Procuradores discutiram
usar caso de Paulo Preto, operador do PSDB, para reunir munição contra
ministro, mostram mensagens enviadas ao 'The Intercept'. Diálogos no Telegram
mostram o empenho da força-tarefa pelo impeachment do magistrado
Procuradores da Operação Lava Jato em Curitiba fizeram um esforço de coleta de dados e informações sobre o ministro do Supremo Tribunal Federal, Gilmar Mendes, com o objetivo de pedir sua suspeição e até seu impeachment. Liderados por Deltan Dallagnol, coordenador da força-tarefa, procuradores e assistentes se mobilizaram para apurar decisões e acórdãos do magistrado para embasar sua ofensiva, mas foram ainda além. Planejaram acionar investigadores na Suíça para tentar reunir munição contra o ministro, ainda que buscar apurar fatos ligados a um integrante da Corte superior extrapolasse suas competências constitucionais, de acordo com especialistas ouvidos pela reportagem.

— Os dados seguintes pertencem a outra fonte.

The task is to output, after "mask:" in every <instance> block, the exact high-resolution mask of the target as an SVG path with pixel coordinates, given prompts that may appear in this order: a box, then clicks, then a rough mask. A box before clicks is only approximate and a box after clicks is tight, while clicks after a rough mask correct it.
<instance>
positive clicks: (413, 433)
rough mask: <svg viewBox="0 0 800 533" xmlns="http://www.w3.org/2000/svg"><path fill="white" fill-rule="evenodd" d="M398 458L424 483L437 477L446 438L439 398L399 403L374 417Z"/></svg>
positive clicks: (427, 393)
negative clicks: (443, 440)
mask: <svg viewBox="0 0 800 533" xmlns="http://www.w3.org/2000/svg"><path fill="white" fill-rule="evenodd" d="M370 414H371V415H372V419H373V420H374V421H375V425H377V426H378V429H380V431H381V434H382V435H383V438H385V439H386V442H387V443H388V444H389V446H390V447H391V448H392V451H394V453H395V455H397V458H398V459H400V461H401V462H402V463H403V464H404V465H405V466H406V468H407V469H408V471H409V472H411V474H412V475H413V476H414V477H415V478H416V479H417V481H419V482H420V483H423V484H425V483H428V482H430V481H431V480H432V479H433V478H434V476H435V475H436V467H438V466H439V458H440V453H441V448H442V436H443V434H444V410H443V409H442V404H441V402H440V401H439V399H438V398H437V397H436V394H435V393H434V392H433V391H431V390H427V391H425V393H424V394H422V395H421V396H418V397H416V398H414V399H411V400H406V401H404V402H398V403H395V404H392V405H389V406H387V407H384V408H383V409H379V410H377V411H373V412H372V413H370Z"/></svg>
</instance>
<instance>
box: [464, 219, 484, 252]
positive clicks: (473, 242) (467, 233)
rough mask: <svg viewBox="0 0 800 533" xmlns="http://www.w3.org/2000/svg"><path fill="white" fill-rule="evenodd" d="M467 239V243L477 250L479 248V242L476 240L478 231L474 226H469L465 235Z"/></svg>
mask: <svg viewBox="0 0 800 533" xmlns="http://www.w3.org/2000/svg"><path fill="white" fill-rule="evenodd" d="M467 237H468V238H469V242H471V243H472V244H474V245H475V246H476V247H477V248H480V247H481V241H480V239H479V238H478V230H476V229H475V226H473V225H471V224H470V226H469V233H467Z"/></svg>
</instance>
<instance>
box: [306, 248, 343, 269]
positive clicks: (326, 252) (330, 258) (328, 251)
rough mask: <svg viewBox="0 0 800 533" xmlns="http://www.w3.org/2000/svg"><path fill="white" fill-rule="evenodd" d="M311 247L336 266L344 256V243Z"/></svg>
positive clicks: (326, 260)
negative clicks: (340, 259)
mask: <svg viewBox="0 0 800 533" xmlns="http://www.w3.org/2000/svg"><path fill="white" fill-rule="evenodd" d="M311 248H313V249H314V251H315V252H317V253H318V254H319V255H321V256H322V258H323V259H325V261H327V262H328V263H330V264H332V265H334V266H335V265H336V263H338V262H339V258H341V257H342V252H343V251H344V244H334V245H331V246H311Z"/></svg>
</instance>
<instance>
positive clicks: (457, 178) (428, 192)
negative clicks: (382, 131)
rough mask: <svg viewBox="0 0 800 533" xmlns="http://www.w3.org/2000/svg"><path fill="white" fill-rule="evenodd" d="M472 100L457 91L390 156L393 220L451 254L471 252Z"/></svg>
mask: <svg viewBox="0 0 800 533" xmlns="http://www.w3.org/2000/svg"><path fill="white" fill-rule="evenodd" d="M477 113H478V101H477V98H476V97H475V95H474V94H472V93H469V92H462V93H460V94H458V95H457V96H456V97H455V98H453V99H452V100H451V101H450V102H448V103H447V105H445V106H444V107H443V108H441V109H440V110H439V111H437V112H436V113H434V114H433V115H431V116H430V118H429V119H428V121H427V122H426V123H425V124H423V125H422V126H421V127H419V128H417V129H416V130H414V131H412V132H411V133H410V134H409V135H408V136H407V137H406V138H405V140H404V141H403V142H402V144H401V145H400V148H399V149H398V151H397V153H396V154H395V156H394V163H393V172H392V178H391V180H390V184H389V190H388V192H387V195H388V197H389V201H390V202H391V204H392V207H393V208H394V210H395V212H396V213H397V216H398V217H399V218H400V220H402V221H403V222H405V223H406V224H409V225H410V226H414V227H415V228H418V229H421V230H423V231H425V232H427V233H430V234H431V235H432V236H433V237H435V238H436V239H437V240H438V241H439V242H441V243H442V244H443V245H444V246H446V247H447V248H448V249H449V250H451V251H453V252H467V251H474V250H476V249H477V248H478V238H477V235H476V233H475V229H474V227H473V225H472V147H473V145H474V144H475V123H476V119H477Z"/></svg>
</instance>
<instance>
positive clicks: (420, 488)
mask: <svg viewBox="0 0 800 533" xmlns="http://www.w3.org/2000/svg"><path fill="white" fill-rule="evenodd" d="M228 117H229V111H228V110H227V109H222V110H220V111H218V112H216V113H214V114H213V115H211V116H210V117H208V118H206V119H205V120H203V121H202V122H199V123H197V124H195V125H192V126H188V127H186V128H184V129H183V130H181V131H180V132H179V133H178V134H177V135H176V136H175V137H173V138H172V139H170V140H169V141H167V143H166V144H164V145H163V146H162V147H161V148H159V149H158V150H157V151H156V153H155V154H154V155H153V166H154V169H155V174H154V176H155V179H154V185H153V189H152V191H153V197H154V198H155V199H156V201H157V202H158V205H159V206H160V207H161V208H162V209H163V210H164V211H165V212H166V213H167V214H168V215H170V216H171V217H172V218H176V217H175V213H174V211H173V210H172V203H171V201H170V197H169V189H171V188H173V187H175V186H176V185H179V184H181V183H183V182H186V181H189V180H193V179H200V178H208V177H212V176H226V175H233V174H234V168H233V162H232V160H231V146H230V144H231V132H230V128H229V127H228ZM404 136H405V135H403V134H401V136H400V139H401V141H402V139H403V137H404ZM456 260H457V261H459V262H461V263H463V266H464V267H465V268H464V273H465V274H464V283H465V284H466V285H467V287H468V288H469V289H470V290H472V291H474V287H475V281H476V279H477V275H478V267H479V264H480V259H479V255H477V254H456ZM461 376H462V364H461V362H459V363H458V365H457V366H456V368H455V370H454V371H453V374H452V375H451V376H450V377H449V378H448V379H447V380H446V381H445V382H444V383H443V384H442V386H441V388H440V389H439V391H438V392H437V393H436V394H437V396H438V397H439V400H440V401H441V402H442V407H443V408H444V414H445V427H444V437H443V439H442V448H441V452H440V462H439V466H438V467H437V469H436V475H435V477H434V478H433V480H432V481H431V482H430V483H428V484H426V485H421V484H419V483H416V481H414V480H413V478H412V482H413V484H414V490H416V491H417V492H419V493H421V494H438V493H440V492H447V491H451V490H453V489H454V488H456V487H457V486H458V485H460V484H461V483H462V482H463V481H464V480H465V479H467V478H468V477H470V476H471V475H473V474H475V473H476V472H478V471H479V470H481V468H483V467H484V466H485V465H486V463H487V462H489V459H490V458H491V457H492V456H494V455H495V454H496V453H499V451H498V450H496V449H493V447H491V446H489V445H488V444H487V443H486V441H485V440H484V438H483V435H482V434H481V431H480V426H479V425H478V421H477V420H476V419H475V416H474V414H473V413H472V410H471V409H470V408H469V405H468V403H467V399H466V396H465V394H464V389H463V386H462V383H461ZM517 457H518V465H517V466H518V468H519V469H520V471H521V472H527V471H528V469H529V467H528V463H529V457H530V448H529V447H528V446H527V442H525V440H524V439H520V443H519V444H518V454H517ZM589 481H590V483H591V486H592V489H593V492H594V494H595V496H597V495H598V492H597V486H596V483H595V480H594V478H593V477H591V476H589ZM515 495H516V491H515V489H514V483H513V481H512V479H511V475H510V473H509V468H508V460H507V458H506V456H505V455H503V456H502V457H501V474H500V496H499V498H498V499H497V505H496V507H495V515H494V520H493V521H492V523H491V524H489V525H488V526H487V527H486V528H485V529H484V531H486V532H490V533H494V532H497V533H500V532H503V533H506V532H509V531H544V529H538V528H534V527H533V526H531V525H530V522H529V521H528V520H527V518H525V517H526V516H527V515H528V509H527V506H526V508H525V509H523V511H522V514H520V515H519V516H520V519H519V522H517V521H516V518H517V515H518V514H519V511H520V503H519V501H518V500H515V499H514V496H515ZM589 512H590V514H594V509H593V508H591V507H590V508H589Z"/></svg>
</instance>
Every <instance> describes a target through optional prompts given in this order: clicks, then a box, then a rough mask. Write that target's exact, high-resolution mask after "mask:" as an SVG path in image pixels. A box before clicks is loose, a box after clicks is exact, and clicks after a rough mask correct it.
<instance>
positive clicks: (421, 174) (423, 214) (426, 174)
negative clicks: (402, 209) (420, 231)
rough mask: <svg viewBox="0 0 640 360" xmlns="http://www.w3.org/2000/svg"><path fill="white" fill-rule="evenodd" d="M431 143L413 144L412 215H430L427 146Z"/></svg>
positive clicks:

A estratégia contra Gilmar Mendes foi
discutida ao longo de meses em conversas de membros da força-tarefa pelo
aplicativo Telegram enviadas ao The Intercept por uma fonte anônima e
analisadas em conjunto com o EL PAÍS.
Na guerra contra o ministro do Supremo, os
procuradores se mostraram particularmente animados em 19 de fevereiro deste
ano. "Gente essa história do Gilmar hoje!! (...) "Justo hoje!!!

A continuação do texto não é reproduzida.